Bug 490829 - Use of nvidia-smi causes jittery desktop performance with GSP enabled
Summary: Use of nvidia-smi causes jittery desktop performance with GSP enabled
Status: RESOLVED UPSTREAM
Alias: None
Product: ksystemstats
Classification: Frameworks and Libraries
Component: General (show other bugs)
Version: unspecified
Platform: Arch Linux Linux
: NOR normal
Target Milestone: ---
Assignee: Plasma Bugs List
URL:
Keywords:
Depends on:
Blocks:
 
Reported: 2024-07-25 19:01 UTC by That One Seong
Modified: 2024-08-15 14:13 UTC (History)
6 users (show)

See Also:
Latest Commit:
Version Fixed In:
Sentry Crash Report:


Attachments

Note You need to log in before you can comment on or make changes to this bug.
Description That One Seong 2024-07-25 19:01:23 UTC
SUMMARY
Using a system monitor widget set to monitor NVIDIA GPU activity/stats causes nvidia-smi to be opened repeatedly--however, this seems to be the cause of hitching in the Plasma Wayland session with either NV drivers 555 or 560.

STEPS TO REPRODUCE
1. Using an NVIDIA GPU without `nvidia.NVreg_EnableGpuFirmware=0` set, have a System Monitor sensor widget on a Plasma panel set to monitor said GPU.
2. Use the Wayland session--observe performance of window dragging or desktop effects be slower and noticeably choppy.

OBSERVED RESULT
Plasma desktop performance appears choppy with bad performance, almost like it's running at half the display refresh rate.

EXPECTED RESULT
Plasma desktop should be smooth.

SOFTWARE/OS VERSIONS
Linux/KDE Plasma: Kernel 6.9
KDE Plasma Version: 6.1.5
KDE Frameworks Version: 6.4.0
Qt Version: 6.7.2

ADDITIONAL INFORMATION
Might be related to bug #487728 as it also only affects the Wayland session, though hard to say if this is also a supporting cause to Wl plasmashell crashes. Was suggested by an Nvidia contributor @ https://github.com/NVIDIA/open-gpu-kernel-modules/issues/538#issuecomment-2251021404
Comment 1 Arjen Hiemstra 2024-08-06 11:03:41 UTC
The problem with using the suggested library is that the headers are in a proprietary SDK that cannot be freely distributed, which means that it would make the NVidia GPU integration practically unbuildable on most machines. Even if we were to include the header in ksystemstats (which its license doesn't actually allow, but I see some projects do) we'd still be stuck since the library itself is bundled in the driver and that is generally also not installed on build machines.

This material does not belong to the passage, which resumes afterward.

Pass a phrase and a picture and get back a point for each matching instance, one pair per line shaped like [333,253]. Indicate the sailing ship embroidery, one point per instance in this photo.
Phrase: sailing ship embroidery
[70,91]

So ultimately, running `nvidia-smi` is pretty much the only way we can support this without introducing a nasty build system issue. And frankly, it seems to me that it's an upstream issue anyway? Running `nvidia-smi` shouldn't have such an impact in the first place?
Comment 2 Milos Tijanic 2024-08-13 16:45:09 UTC
Hey there. Sorry, I misread the relevant code and thought that you were constantly spawning and killing the nvidia-smi process. IIUC that is not the case, you're just running `nvidia-smi pmon` in the background and parsing its output. This bypasses the common problem other monitoring tools had where the setup/teardown was causing the issue.

But, I now see where just `nvidia-smi pmon` can be a cause of stutter, because it is fetching a lot of data out of the GSP via NV2080_CTRL_CMD_PERF_GET_GPUMON_PERFMON_UTIL_SAMPLES_V2. Switching to NVML would not fix this. I'll have to look a bit deeper and see if there's a better way to get the needed info; and/or if this can get fixed in NVML or the driver itself.
Comment 3 Nate Graham 2024-08-15 14:13:30 UTC
Thanks Milos, looking forward to that!